The new maneuvers required of an instructor include spins and spin training, cross-controlled stalls, and secondary stalls. As a longtime instructor, I personally feel all three of these maneuvers should be taught at the private pilot level (but that is an issue to be addressed another day). New instructor candidates need to know how to define, explain, and perform each of these three maneuvers, mostly for the purpose of being able to both recognize and recover should a student get themselves into any of these situations while receiving dual instruction.
Spin training is quite simple, especially in a J-3 Cub as it does not want to spin on its own and easily recovers from a spin. We must make it spin. Once we accomplished one- and two-turn spins with ease, it was time to complete the training with the additional two stalls.

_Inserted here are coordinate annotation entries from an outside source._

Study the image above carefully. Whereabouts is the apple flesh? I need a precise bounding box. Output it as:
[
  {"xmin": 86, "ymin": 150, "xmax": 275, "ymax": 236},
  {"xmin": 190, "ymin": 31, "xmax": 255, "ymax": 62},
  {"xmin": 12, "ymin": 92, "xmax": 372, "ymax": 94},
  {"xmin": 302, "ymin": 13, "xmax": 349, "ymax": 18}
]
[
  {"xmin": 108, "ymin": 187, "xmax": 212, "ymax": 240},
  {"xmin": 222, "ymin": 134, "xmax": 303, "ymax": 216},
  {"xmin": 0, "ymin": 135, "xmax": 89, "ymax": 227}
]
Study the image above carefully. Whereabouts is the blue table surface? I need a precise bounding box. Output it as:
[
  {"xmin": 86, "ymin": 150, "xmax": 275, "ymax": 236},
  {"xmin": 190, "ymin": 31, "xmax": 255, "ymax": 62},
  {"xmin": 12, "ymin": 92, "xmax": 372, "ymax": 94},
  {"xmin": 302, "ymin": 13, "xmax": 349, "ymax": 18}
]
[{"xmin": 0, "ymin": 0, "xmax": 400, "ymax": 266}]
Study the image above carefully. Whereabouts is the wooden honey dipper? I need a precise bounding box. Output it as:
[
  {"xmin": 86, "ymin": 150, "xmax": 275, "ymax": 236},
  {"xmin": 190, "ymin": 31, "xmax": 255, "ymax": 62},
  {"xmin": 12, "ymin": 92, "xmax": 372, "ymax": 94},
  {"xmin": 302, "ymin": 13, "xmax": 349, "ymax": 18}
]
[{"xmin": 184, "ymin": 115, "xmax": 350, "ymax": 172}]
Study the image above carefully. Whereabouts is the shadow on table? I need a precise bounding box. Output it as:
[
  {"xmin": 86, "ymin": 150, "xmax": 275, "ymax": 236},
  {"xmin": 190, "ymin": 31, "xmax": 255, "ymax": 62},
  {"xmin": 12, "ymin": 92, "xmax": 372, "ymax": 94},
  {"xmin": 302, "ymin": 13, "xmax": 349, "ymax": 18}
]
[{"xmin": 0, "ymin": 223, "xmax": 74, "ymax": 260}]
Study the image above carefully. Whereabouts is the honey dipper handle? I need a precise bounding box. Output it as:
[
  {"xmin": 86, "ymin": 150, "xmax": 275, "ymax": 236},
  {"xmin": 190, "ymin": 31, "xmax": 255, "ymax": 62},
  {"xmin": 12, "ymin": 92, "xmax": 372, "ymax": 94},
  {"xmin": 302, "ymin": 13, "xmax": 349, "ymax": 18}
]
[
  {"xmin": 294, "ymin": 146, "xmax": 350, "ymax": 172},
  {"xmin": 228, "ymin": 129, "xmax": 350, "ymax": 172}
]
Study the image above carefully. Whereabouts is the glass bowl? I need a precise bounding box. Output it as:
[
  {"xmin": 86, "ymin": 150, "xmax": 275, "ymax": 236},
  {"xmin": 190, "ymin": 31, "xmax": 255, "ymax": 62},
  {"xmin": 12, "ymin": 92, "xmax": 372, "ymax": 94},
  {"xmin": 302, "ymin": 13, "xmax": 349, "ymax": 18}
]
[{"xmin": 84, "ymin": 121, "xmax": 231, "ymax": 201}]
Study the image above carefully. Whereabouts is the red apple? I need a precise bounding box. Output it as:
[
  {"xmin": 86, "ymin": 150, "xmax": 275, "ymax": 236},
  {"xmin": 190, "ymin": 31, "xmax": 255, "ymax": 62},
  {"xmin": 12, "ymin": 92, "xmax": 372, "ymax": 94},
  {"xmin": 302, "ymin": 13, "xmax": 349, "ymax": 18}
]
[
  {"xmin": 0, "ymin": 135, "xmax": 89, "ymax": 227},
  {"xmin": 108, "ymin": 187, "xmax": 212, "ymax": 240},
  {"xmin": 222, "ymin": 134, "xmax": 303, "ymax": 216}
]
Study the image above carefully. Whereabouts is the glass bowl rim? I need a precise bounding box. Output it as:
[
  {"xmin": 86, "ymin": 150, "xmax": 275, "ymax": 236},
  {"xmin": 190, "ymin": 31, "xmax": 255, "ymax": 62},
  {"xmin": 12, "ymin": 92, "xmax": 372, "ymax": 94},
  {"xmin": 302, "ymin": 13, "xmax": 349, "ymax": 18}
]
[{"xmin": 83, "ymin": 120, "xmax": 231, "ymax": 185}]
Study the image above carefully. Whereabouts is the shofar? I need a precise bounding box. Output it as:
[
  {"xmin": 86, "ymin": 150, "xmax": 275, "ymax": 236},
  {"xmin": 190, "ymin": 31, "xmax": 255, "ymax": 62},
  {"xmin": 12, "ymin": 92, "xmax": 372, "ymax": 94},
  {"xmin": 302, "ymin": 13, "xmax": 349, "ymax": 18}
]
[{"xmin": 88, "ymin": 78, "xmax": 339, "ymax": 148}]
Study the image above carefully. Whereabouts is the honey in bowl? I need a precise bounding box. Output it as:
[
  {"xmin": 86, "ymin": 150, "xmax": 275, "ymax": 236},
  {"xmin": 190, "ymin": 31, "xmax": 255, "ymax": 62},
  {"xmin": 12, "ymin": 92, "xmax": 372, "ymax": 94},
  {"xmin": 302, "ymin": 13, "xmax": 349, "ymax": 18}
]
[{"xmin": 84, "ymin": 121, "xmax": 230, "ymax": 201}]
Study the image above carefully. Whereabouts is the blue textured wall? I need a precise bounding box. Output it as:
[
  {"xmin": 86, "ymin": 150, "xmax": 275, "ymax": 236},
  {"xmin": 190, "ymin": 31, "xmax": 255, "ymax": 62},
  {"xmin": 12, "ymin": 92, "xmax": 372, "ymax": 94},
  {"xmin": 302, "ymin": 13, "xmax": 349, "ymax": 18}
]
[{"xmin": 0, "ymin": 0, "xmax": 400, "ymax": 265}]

Secondary stalls can occur if an apprehensive student fears doing stalls. A stall with a full break is performed, but the student quickly relaxes the back-pressure and then applies too much back-pressure during the recovery. The nose rises and a second but more abrupt stall occurs. Relaxing the back-pressure and lowering the nose leads to a quick recovery, but it certainly gets a student’s attention the first time it is experienced.
Cross-controlled stalls are a bit more interesting. I like to teach them in a scenario-based situation. From a safe altitude, I select a road perpendicular to our flight path and tell the student that the road is the runway. I tell them not to use more than 10-12 degrees of bank and whatever rudder pressure is needed to align the aircraft with the road. Power is reduced to idle while doing so. Note the starting altitude and try to maintain it. When the stall and break occur, the student is expecting the top wing to drop, but in this configuration, the bottom or lowered wing breaks sharply. Perform the required movements for recovery and, when at level flight, note the altitude again. Even with the knowledge of what is about to occur and practicing these stalls, altitude loss is usually 500 feet or more, depending on the aircraft being flown, leaving no margin for error should a cross-controlled stall occur in the traffic pattern.
These stalls are seldom discussed and hardly ever demonstrated, except when an individual is training for the flight instructor certificate. For those of you who like to be challenged and strive to become better and safer pilots, talk to your local instructor and see if they will give you some dual in these areas. The training may have to be done in an aircraft other than your own. Regardless, it would be well worth the investment to become a better pilot, and it may save your life!
Steve Krog, EAA 173799, has been flying for more than four decades and giving tailwheel instruction for nearly as long. In 2006 he launched Cub Air Flight, a flight training school using tailwheel aircraft for all primary training.